By Tashauna Reid
The title of her novel says it all: “The Mandatory Orgasm.” The premise: imagine a world where women had to have an orgasm to be fertile and get pregnant.
“It is assumed that in sex, men are going to get satisfied. But women, whether or not they are, they can get pregnant. If the indication was her not getting pregnant, and we could not lie anymore, what would happen?” says author and Ryerson alumni Junon Macéus, who describes her book in five words, “truth telling in women’s lives.”
However, it is a bit more than that. The heroine in the book is a young dietician whom is told by her doctor that unless she has an orgasm she will not be able to have children.
Here is where the truth comes in, and the truth gets ugly. She is forced to reveal this problem to her fiancé, which has been plaguing their bedroom for years, and the sticky situation unfolds. “Hiding what you think is a human problem. In society, we have all been in situations where we really wanted to say something but we held back,” she says.
Macéus does not hold back in her book. Growing up in a conservative household, Cosmopolitan was not enough to answer her shy questions about sexuality.

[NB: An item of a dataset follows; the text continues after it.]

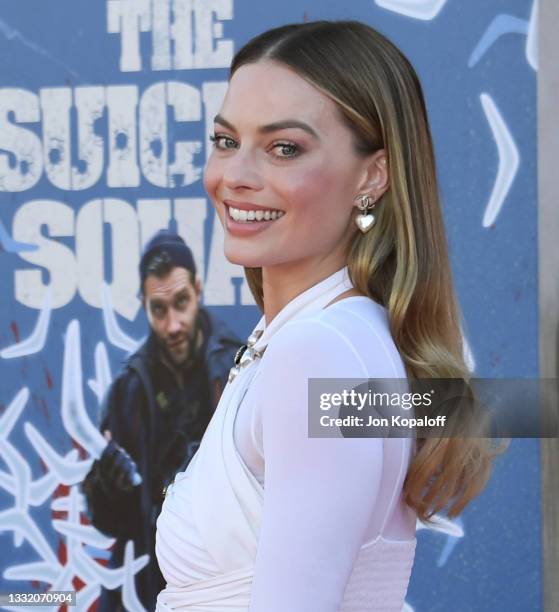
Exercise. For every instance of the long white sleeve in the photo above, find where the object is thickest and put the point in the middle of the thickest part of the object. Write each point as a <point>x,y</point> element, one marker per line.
<point>320,495</point>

“I’m in my mid-30’s now and I found that sexuality is not taught. What I see in the media is distant from what is really happening.” she says. “I thought, am I normal? How come I’m not like these characters in Sex and the City? They are having great fun, and they never get pregnant, they never get STDs. Why is that?”
She spoke with women from various ethnic backgrounds, and all women arrived at the same conclusion. She found female sexuality is told from a male point of view. What is lacking is a realistic female perspective.

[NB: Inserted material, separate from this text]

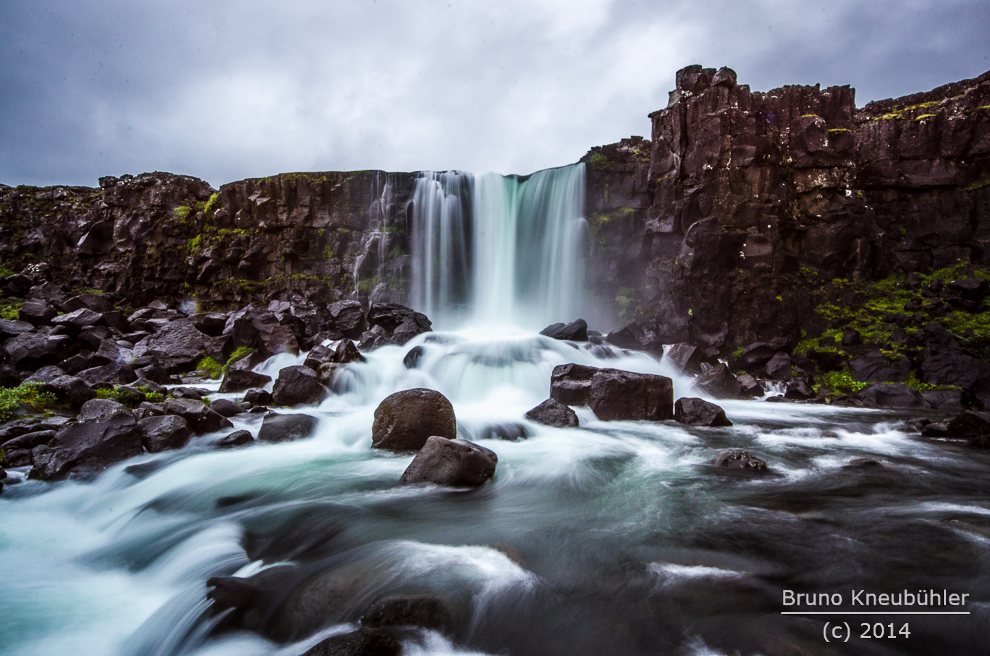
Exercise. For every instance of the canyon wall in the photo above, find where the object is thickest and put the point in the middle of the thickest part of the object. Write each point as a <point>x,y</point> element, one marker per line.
<point>741,214</point>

“I saw that gap and I felt I needed to start saying something about it,” says Macéus. After 14 months of pouring all her creative juices into her first book, Macéus finally completed her 73-page novella.
In the kitchen of her home, she electronically sent a PDF version to a publishing house in the U.S. Six minutes later she received a response saying; “we don’t do this.” “I thought it was a sign from the universe telling me I have to do something else. I never heard of someone being refused in six minutes,” says Macéus.

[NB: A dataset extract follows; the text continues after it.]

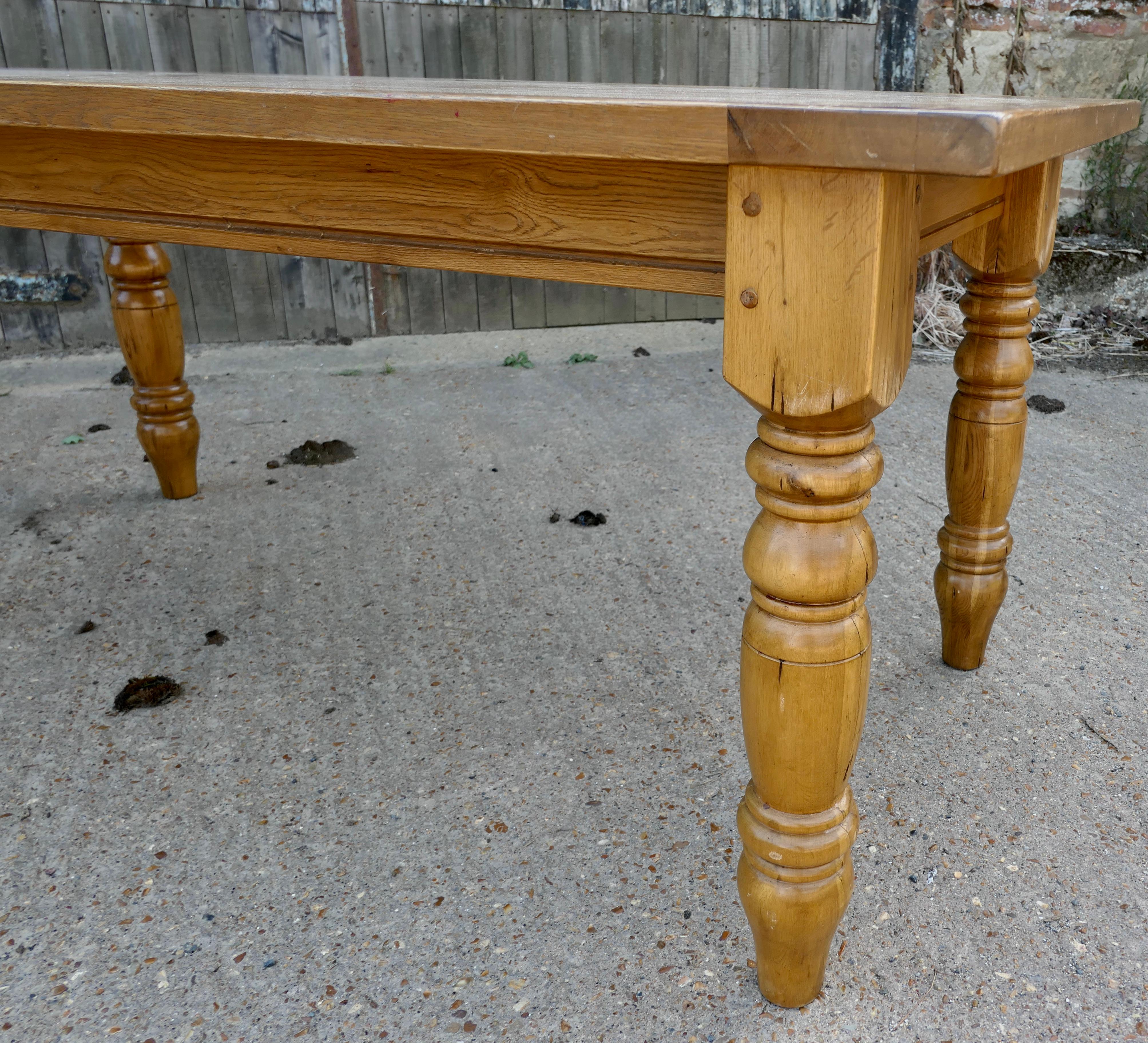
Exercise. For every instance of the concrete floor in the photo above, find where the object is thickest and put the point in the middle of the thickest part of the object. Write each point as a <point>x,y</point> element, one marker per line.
<point>418,793</point>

Disappointed, she took her rejection as an opportunity to learn. “I said I’m not going to leave this work sitting on the table; I’m going to go for it.”
After endless revisions with an editor, and hiring a graphic designer, Macéus was ready to send it off again. Except this time, she sent it straight to the printing press.
“It was kind of scary at first,” she says about self-publishing her book. After finding a printer, she sent them her book and three days later 50 white paperbacks with a painting of a curvaceous nude woman graced the cover.
Macéus was able to sell advanced copies of her book, in turn using those funds to foot the printing costs. In other words, Macéus did not have to finance her own book.
The project ended up costing about $4,000. Now she’s dealing with back orders. “As long as you are passionate and willing to work, and you have an original concept, then people get on board with you,” says Macéus.
With a B.A.Sc. in Nutrition as well as B.Sc. in Human Kinetics, Macéus uses her knowledge and experience to address issues of female sexuality, health and truth.
“The passion for writing has always been there, so has my passion for health. They go hand in hand. One gives me information to help create.”
But it was a quote from the book The Dance of Deception, by Harriet Goldhor Lerner, that Macéus says inspired her the most: “If women stopped pretending tomorrow, the world as we know it would also stop.”
But Macéus doesn’t see the Mandatory Orgasm syndrome occurring anytime soon. “If that was the truth, there would be a lot less people in the world,” Macéus laughs.
The Mandatory Orgasm can be ordered online at themandatoryorgasm.com which launches Feb. 1, 2008.
The book will be available at Good for Her, 175 Harbord Street and The Women’s Bookstore, 73 Harbord Street. as of Feb 1, 2008.